Published: 17 June 2021

Green fingered locals turn scrubland into wildflower delight Green fingered locals turn scrubland into wildflower delight

Green-fingered locals in Exeter have put on their gardening gloves to help transform a roadside verge into a wildflower area and haven for wildlife.

Just six months after preparing the ground and sowing seeds at the top of Station Road in Pinhoe, colourful wild flower blooms have now sprung up to impress passers-by and local residents.

The idea for the transformation came from local resident Jessica Liebig, who approached Ebbie Peters, one of Exeter Wellbeing’s ‘Community Builders’ for some help. 

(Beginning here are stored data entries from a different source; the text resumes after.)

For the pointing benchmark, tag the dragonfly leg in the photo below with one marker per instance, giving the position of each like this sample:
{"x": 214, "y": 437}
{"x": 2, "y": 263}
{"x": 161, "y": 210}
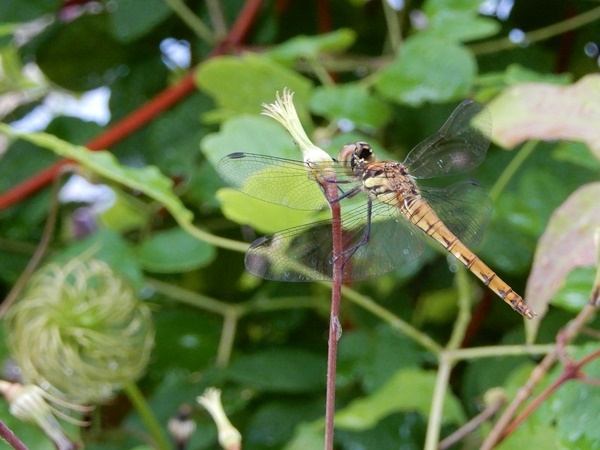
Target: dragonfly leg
{"x": 350, "y": 193}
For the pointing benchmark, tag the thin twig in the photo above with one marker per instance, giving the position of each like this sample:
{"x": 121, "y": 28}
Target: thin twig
{"x": 446, "y": 362}
{"x": 570, "y": 372}
{"x": 472, "y": 424}
{"x": 40, "y": 251}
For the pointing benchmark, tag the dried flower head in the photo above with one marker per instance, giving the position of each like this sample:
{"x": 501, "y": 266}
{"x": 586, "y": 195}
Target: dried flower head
{"x": 284, "y": 112}
{"x": 79, "y": 331}
{"x": 30, "y": 403}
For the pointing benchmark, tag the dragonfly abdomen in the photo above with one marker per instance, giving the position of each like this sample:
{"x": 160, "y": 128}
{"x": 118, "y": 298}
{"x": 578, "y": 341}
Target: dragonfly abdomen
{"x": 419, "y": 212}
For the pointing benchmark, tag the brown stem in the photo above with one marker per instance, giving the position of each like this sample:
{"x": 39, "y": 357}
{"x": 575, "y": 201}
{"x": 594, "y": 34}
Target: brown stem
{"x": 10, "y": 437}
{"x": 331, "y": 193}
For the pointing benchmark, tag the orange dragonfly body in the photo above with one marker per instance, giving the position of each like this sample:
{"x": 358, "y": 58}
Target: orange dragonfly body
{"x": 385, "y": 212}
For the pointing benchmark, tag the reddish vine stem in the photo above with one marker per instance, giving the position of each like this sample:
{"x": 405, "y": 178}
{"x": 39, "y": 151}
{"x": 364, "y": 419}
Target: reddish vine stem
{"x": 566, "y": 336}
{"x": 331, "y": 193}
{"x": 141, "y": 116}
{"x": 570, "y": 372}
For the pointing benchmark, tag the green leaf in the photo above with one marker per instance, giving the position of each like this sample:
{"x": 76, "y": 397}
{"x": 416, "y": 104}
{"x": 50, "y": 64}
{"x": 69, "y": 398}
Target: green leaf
{"x": 459, "y": 26}
{"x": 79, "y": 55}
{"x": 371, "y": 357}
{"x": 577, "y": 154}
{"x": 19, "y": 11}
{"x": 307, "y": 437}
{"x": 264, "y": 216}
{"x": 273, "y": 423}
{"x": 240, "y": 85}
{"x": 428, "y": 70}
{"x": 109, "y": 247}
{"x": 147, "y": 180}
{"x": 568, "y": 242}
{"x": 129, "y": 21}
{"x": 351, "y": 102}
{"x": 312, "y": 46}
{"x": 282, "y": 370}
{"x": 125, "y": 214}
{"x": 408, "y": 390}
{"x": 180, "y": 333}
{"x": 174, "y": 251}
{"x": 574, "y": 407}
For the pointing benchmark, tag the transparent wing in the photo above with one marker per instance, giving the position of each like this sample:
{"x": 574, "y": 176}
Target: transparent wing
{"x": 459, "y": 146}
{"x": 278, "y": 180}
{"x": 464, "y": 207}
{"x": 305, "y": 253}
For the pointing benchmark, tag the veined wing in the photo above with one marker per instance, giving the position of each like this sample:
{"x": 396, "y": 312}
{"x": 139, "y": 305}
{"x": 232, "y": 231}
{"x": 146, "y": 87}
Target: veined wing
{"x": 459, "y": 146}
{"x": 278, "y": 180}
{"x": 305, "y": 253}
{"x": 464, "y": 207}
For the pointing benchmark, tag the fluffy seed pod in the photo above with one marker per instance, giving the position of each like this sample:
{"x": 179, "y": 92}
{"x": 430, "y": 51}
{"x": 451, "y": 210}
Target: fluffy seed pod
{"x": 79, "y": 331}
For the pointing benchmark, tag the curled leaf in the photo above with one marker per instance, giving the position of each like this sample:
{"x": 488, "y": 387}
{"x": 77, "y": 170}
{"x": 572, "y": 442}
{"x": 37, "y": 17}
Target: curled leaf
{"x": 548, "y": 112}
{"x": 567, "y": 242}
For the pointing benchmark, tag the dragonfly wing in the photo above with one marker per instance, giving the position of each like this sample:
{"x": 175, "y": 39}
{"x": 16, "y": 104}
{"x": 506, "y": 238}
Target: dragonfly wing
{"x": 393, "y": 242}
{"x": 297, "y": 254}
{"x": 459, "y": 146}
{"x": 276, "y": 180}
{"x": 464, "y": 207}
{"x": 305, "y": 253}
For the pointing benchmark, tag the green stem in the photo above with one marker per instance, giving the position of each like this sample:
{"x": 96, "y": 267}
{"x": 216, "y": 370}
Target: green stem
{"x": 143, "y": 409}
{"x": 437, "y": 403}
{"x": 512, "y": 168}
{"x": 498, "y": 351}
{"x": 539, "y": 35}
{"x": 393, "y": 26}
{"x": 227, "y": 338}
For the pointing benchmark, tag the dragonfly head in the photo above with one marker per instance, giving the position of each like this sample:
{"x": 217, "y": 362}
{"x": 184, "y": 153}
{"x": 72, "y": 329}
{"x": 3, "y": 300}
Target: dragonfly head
{"x": 352, "y": 155}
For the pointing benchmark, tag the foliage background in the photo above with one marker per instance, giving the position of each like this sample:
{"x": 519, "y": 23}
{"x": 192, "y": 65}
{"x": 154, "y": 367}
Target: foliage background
{"x": 394, "y": 76}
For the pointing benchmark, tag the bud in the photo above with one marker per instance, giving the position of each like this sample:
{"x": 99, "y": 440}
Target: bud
{"x": 181, "y": 426}
{"x": 229, "y": 437}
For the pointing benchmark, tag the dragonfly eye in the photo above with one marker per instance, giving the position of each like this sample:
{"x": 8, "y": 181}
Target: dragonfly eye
{"x": 346, "y": 155}
{"x": 364, "y": 152}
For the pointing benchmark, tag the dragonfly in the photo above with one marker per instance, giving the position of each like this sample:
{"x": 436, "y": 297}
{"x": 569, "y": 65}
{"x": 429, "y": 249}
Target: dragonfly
{"x": 387, "y": 214}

Ebbie got in touch with the City Council, who as part of the Wild City project in conjunction with Devon Wildlife Trust, were able to supply wildflower seeds and offer up advice of how to go about prepping the site.

Locals turned out in late October to prepare the site and sow the seeds.

Green fingered locals turn scrubland into wildflower delight

The result is an attractive and colourful flower bed that is already attracting pollinators like butterflies and bees, as well as turning the heads of local residents.

Jessica said: “ 'I wanted to take action to do something positive for wildlife in my local area, particularly after feeling disheartened by the current biodiversity crisis and having a deeper appreciation of the value of wildlife for enhancing my well-being over the last year.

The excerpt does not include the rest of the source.